Ciur uses own DSL, here is a small example of a ``example.org.ciur`` query:

.. code-block:: yaml

    root `/html/body` +1
        name `.//h1/text()` +1
        paragraph `.//p/text()` +1

This command

.. code-block :: bash

    $ ciur -p https://example.org -r https://bitbucket.org/ada/python-ciur/raw/HEAD/docs/docker/example.org.ciur

Will produce a json

.. code-block :: json

    {
        "root": {
            "name": "Example Domain",
            "paragraph": "This domain is established to be used for illustrative
                           examples in documents. You may use this
                           domain in examples without prior coordination or
                          asking for permission."
        }
    }


Installation
============

Ensure that you have
`lxml OS dependencies <https://lxml.de/installation.html#requirements>`_
and
`cryptography OS dependencies <https://cryptography.io/en/latest/installation.html#debian-ubuntu>`_
available.

.. code-block::

    pip install ciur


Install via docker

.. code-block:: bash

    $ docker run -it python:3.13.2 bash
    root@e4d327153f2f:/# pip install ciur
    root@e4d327153f2f:/# ciur --help

    root@e4d327153f2f:/# ciur --help
    usage: ciur [-h] -p PARSE -r RULE [-w] [-v]

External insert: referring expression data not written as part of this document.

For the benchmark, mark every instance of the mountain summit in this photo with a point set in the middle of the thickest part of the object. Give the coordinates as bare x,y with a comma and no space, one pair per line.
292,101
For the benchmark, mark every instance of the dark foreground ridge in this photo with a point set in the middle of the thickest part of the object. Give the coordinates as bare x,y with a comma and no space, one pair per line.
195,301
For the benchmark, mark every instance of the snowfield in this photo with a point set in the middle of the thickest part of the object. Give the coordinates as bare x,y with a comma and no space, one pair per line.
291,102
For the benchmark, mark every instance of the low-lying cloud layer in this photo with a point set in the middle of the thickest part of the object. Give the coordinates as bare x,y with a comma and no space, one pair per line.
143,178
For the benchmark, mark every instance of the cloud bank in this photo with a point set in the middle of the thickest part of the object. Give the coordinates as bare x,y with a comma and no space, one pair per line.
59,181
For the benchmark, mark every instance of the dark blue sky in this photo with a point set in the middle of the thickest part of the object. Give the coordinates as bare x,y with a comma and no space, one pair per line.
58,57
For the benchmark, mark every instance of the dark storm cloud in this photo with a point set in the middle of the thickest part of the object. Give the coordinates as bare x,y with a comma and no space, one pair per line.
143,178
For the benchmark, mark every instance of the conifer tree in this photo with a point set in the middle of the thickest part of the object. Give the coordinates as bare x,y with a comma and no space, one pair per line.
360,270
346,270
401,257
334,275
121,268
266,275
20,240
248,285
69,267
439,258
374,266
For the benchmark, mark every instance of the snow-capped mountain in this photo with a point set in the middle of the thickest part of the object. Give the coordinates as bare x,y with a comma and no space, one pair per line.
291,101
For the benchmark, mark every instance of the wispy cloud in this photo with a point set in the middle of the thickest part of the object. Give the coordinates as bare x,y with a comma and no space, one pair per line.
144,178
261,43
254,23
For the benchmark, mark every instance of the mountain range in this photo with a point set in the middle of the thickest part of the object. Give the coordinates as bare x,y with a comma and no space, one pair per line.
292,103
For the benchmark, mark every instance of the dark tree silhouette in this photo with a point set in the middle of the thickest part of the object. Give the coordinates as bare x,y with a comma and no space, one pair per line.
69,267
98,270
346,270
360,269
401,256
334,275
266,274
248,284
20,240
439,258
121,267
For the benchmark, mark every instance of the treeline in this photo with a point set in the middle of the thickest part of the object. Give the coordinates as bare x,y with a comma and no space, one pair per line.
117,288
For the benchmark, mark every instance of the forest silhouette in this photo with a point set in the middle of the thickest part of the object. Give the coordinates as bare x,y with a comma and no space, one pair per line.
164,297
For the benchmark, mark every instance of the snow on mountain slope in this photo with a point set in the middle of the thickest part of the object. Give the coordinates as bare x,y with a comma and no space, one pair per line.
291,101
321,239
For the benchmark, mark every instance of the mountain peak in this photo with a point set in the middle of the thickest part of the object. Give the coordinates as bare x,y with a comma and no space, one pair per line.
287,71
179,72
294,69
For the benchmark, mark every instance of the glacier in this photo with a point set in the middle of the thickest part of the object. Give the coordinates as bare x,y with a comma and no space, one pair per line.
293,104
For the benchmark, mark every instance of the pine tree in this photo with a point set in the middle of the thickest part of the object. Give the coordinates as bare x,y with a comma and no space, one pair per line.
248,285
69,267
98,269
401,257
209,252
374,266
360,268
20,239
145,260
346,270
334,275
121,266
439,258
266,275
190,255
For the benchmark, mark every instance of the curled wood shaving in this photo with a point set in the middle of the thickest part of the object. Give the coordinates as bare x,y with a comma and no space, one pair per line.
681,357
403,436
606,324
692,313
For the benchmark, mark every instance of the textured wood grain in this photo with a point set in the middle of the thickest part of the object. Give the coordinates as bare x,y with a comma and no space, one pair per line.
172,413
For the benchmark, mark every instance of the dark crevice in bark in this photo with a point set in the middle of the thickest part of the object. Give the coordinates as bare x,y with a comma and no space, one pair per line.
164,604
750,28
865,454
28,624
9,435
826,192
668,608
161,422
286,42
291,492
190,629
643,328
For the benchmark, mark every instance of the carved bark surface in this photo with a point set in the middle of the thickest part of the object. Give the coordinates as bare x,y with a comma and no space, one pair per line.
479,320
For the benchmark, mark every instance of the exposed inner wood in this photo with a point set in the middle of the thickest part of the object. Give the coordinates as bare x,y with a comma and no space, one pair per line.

    *Ciur is a scrapper layer based on DSL for extracting data*

    *Ciur is a lib because it has less black magic than a framework*

    If you are annoyed by `Spaghetti code` than we can taste `Lasagna code`
    with help of Ciur

    https://bitbucket.org/ada/python-ciur

    optional arguments:
      -h, --help            show this help message and exit
      -p PARSE, --parse PARSE
                            url or local file path required document for html, xml, pdf. (f.e. https://example.org or /tmp/example.org.html)
      -r RULE, --rule RULE  url or local file path file with parsing dsl rule (f.e. /tmp/example.org.ciur or https:/host/example.org.ciur)
      -w, --ignore_warn     suppress python warning warnings and ciur warnings hints
      -v, --version         show program's version number and exit


Ciur use MIT License
====================

This means that code may be included in proprietary code without any additional restrictions.

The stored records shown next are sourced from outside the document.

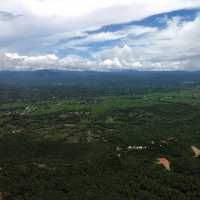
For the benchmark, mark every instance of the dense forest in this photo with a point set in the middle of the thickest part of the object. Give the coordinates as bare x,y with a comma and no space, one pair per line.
97,135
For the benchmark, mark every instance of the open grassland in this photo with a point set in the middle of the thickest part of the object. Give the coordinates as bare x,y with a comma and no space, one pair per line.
103,147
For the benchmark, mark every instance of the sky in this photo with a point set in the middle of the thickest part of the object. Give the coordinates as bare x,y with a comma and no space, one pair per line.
149,35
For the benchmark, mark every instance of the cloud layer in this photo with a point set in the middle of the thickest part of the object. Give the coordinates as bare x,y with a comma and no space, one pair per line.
83,35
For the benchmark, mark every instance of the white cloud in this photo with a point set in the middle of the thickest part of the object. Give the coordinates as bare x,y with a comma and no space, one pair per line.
33,27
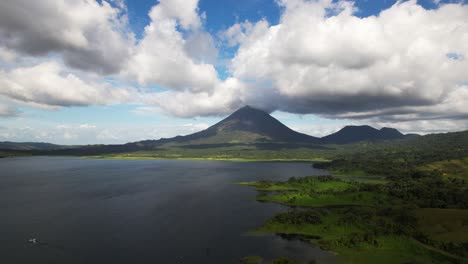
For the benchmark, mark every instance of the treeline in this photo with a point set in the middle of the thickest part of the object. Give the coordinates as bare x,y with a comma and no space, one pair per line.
401,158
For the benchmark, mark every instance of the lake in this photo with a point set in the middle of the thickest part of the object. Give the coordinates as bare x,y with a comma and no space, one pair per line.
139,211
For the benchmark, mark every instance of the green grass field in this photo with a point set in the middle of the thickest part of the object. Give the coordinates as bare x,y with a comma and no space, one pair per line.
360,222
446,225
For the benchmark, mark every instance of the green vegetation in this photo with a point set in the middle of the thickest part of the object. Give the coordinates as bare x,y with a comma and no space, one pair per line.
282,260
373,222
251,260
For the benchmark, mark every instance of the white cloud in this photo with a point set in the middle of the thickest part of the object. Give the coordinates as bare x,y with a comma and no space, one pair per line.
48,85
226,97
322,59
8,111
87,34
161,57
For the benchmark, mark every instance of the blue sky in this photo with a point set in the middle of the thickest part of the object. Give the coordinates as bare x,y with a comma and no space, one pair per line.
98,77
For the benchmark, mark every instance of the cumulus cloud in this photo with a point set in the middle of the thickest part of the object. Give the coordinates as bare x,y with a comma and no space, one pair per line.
48,85
323,59
8,111
89,35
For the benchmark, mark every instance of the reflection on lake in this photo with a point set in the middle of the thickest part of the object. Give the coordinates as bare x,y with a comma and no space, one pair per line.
130,211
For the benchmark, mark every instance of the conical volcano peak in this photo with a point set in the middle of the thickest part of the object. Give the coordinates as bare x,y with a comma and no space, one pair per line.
259,124
248,112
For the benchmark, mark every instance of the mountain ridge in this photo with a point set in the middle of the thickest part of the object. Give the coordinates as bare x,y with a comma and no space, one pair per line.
247,125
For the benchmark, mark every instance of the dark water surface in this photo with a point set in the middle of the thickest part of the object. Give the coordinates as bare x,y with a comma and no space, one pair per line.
130,211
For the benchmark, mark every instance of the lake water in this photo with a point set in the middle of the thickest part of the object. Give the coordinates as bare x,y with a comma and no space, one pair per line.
130,211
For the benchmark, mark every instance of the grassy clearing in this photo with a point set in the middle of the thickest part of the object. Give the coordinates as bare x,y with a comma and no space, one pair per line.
457,168
362,223
325,199
445,225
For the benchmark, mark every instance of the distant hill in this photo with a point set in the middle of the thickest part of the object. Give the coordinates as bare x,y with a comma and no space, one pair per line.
246,126
350,134
30,146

Please see `LICENSE <./LICENSE>`_.


Contribution
============

The code of **Cuir** was conceived in 2012,
and is going to continue developing.

All contributions are welcome and should be done via Bitbucket (Pull Request, Issues).

A second alternative as exception (maybe if bitbucket is not available)
can be done via email ciur[mail symbol]asta-s.eu.